Along with the sadness was embarrassment as you don't want people to make fun of you. That too is interesting about being below the poverty line. These people sharing salaries that are similar will still find a way to laugh at someone worse off than them.
CP: Another essay you have in I Didn't Ask to Be Born deals with "missing pages" from the Bible and how you believe despite the biblical passages you don't understand. Why is your faith important to you?
Cosby: If you have no faith, you've lost your battle. You can't let things just happen. If you know right from wrong, and you know proof that certain things are true and people are telling you information to guide you and it's good solid information, than you should have it.
CP: Your "Missing Pages" essay states that "every time we put God's word into human hands, it becomes messed up." What do you mean and what does that say about human nature?
Cosby: Another book that I wrote called Fatherhood states that the first time God used the word "don't" was after the creation of the human being. Everything else he created he didn't say that. In Genesis, it is stated God walked on Earth. He was there on the level. After watching human behavior, he ascended having had enough of us and decided to watch over us instead.
God has a sense of humor though and he must see funny things in us. He must also have some love. We're still here and there are still great things that go on. There are great doctors who discover how to separate twins and how to put together a human being to walk again after it's said he won't. Those are all there as signs.

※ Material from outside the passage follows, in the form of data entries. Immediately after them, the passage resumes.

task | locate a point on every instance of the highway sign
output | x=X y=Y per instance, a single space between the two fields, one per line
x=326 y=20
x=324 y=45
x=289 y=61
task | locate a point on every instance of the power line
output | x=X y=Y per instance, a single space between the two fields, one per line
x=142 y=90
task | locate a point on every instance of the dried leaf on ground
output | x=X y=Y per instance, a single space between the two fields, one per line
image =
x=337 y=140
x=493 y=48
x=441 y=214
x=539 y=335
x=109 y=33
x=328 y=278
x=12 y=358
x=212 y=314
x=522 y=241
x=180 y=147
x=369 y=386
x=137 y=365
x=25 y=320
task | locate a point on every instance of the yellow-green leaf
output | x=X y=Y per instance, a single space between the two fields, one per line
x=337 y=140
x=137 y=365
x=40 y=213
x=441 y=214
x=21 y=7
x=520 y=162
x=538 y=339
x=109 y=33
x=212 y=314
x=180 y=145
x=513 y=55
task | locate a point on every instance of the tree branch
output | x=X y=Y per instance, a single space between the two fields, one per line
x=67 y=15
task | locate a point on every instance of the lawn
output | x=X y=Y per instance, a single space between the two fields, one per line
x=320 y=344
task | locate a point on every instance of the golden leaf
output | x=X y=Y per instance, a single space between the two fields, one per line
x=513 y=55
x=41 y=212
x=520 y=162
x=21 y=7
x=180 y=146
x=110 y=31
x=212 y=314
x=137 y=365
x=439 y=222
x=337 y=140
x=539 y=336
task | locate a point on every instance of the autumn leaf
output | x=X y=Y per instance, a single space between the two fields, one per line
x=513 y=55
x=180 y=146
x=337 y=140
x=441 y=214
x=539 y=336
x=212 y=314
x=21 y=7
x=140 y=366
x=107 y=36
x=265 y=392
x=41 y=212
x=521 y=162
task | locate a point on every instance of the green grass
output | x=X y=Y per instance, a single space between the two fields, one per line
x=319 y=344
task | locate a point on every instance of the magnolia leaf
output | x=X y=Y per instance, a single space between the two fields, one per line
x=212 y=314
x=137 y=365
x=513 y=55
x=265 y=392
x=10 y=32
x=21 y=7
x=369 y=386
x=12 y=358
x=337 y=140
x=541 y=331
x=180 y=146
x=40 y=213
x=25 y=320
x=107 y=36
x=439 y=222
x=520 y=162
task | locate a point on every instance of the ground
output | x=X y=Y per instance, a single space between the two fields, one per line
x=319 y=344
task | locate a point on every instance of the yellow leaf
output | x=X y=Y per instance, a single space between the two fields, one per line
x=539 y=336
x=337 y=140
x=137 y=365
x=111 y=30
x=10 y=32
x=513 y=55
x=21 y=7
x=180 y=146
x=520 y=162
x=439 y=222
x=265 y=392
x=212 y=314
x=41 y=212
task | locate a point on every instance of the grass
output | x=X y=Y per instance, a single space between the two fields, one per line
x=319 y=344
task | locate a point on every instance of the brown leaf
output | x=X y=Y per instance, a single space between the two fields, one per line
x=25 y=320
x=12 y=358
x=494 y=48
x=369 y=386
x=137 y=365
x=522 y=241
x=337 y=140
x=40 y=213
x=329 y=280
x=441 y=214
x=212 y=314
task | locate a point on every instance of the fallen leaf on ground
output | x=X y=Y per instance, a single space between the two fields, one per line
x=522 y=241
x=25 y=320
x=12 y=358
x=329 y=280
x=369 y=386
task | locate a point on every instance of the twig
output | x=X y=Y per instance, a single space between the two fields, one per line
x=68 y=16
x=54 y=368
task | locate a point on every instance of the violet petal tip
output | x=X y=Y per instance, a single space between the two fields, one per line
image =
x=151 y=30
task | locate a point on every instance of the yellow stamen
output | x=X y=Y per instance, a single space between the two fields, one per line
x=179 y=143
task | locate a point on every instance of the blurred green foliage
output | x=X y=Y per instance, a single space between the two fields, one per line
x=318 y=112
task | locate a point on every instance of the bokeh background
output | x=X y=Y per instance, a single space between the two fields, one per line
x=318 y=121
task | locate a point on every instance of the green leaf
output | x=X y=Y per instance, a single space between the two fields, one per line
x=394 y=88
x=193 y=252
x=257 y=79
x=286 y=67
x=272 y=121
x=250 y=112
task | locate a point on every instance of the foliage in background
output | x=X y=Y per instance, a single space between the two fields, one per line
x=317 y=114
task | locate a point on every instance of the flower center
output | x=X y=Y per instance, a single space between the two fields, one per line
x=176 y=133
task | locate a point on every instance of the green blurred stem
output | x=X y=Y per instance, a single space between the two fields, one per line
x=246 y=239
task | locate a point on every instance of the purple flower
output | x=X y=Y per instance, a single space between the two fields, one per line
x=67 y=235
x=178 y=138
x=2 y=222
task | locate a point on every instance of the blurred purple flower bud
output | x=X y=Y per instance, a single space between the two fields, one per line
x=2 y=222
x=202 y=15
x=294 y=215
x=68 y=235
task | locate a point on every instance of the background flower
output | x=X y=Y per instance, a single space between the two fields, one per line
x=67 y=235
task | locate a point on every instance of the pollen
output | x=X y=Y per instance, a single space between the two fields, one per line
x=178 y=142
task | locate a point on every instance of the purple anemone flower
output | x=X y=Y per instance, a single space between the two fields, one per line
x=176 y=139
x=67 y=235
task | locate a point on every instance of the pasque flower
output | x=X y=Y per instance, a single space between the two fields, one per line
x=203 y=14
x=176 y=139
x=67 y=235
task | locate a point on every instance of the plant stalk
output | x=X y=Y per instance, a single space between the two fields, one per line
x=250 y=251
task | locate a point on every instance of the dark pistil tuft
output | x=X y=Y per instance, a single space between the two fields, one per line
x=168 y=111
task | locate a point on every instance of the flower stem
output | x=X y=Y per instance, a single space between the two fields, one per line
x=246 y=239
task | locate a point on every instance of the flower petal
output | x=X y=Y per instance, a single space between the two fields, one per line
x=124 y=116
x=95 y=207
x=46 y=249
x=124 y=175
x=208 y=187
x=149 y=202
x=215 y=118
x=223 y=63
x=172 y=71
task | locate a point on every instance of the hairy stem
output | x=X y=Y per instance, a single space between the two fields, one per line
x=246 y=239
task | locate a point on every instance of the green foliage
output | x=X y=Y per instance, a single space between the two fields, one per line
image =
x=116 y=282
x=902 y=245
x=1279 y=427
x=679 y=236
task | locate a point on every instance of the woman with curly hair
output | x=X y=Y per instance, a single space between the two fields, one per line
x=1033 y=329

Never forget that the devil is there 24/7 too. He's very, very busy. When my son was murdered people asked me how I felt about God and what had happened to my son. I said "no, you can't go there. You have to understand that there is a devil and he works 24/7. Whoever murdered our son was with the devil."
CP: You've performed in comedy, television, movies, music, writing and even cartoons. What's next?
Cosby: I'd like to lower my cholesterol. My latest blood test said my cholesterol was very high and my doctor recommended some medicine for it. I said "no" to his recommendation and he said "what are you going to do?" I said I ate my way into this and I'm going to eat my way out of it. That's the end of our interview as it's a great punch line.
The Bible says "this so too shall pass." If you stay away from the things that cause those urges they'll go away for a while. They'll come back, but the timeline gets longer every time.